Because peak load is used to determine a building’s energy bill, it is important to avoid this by staggering turn on times, as shown below.

start_schedules

Staggering the times when your building turns on its equipment helps to keep the startup line smooth. Buildings that don’t stagger and simply turn everything on at the same time end up with load curves that look like this:

Yes, it looks like Batman lost an ear.

That one peak around 7:00 am? Even if the building only demanded that level of energy for a brief moment, it is used to set the peak load charge on the building’s bill. Under some billing schemes, this rate may be assessed based on a monthly, quarterly, or even annual peak.

That means there’s a pretty serious motivation to avoid unnecessary peaks in your building’s energy demand.

Why do utilities set rates based on peak demand?

Think about the graph that utility companies have. Instead of a load curve for one building, they have a curve that accounts for all of the buildings for which they are supplying power.

To illustrate this point, imagine a fictional utility company that serves only five buildings. Each of those buildings has an identical load curve that looks like the half-Batman graph above.

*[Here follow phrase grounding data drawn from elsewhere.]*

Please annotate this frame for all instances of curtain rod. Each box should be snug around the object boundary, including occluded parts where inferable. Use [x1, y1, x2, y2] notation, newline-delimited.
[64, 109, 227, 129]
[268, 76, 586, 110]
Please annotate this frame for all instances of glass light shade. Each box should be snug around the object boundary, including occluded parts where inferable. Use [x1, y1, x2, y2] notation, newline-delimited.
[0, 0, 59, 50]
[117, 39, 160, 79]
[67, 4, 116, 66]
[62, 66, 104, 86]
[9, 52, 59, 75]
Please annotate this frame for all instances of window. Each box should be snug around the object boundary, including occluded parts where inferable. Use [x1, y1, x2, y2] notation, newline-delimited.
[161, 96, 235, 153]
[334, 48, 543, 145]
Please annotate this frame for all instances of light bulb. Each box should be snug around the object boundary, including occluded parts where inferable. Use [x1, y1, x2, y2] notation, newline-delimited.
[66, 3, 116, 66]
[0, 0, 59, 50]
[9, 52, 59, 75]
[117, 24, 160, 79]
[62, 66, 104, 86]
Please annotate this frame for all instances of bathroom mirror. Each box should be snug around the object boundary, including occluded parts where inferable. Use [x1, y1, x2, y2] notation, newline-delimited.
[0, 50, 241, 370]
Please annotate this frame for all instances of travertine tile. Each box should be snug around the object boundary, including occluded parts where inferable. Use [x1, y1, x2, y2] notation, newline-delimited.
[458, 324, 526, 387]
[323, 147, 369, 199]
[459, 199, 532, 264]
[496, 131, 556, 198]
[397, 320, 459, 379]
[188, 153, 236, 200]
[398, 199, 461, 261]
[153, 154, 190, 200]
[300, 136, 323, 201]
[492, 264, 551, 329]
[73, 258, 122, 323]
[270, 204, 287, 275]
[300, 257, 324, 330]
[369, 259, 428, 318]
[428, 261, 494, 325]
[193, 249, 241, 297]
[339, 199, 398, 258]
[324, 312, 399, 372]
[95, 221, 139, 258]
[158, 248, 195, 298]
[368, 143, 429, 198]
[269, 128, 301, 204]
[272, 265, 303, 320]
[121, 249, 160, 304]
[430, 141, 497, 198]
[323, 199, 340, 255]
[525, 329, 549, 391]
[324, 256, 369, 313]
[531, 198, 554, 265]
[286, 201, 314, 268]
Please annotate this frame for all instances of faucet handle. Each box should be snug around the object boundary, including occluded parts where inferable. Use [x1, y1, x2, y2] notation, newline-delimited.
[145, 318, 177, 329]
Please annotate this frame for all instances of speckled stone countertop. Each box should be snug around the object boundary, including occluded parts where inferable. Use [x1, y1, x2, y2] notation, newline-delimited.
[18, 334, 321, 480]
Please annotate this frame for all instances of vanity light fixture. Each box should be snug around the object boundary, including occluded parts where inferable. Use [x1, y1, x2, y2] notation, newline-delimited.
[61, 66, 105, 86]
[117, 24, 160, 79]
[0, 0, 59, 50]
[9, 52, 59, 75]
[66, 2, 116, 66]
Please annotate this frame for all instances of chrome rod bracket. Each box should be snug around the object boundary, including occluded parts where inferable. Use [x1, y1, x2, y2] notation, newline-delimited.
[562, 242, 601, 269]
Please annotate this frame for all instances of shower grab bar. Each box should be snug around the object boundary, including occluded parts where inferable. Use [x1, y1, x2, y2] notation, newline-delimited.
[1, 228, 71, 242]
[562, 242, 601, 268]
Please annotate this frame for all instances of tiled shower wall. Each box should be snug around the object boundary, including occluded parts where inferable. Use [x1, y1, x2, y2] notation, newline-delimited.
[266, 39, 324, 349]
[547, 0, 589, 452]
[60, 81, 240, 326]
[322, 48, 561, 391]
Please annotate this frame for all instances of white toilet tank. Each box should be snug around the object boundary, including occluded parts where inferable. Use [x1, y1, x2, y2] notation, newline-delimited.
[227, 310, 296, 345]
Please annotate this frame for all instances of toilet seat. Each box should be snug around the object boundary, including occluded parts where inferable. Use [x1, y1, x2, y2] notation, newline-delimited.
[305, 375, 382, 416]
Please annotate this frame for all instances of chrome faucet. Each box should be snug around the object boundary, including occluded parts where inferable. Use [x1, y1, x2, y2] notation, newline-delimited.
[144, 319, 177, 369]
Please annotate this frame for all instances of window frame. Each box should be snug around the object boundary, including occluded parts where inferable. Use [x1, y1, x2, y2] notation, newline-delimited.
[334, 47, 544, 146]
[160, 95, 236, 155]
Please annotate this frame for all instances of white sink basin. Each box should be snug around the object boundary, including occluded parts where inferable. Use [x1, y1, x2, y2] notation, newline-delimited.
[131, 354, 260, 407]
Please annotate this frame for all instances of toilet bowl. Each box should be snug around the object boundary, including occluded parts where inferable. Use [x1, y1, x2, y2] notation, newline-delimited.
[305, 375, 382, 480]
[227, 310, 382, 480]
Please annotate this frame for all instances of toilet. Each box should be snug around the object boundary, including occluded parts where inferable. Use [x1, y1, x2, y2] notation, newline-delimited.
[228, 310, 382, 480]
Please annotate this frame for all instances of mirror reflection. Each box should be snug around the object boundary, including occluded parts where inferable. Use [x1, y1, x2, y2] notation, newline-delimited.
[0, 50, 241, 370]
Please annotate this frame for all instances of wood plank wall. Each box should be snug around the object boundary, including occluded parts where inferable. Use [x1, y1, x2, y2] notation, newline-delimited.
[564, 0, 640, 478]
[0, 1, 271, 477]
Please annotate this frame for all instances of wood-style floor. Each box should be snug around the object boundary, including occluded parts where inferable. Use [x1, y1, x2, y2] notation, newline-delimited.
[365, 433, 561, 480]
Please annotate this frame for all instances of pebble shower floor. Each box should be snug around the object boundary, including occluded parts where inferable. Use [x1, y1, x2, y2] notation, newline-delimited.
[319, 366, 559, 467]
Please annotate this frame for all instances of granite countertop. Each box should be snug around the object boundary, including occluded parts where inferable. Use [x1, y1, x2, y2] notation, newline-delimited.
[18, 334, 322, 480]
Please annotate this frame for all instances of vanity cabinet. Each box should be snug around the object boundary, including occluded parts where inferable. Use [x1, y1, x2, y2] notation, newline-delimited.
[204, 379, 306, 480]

For the energy company, those demands are stacked on top of each other. The total base load is five times higher, about 125 kWh; the average occupied load is five times higher, about 1,400 kWh; and crucially, the total peak load is five times higher, about 1,650 kWh.

Now, no two buildings have load curves that are exactly alike, but start up and other high-demand times tend to come around the same time of day.

Energy is extremely difficult to store efficiently, and it is not always possible to predict when demand will spike. This means that utilities generally have to be ready to provide enough energy for their customers’ peak demands, whenever they might come.

This is why electricity bills include charges peak load as well as actual use: They have to be able to charge for the cost of providing the service. Their customers may not need access to peak load capacity at all times, but the utility has to be ready to provide that capacity when they do need it.

Engineers in buildings equipped with energy management systems can see their buildings’ energy use in real time or at a brief delay and use this information to plan things like equipment turn on times in order to minimize unnecessary energy use and peak load. This lets utility companies reduce their total output, which in turn reduces the building’s utility costs and carbon footprint.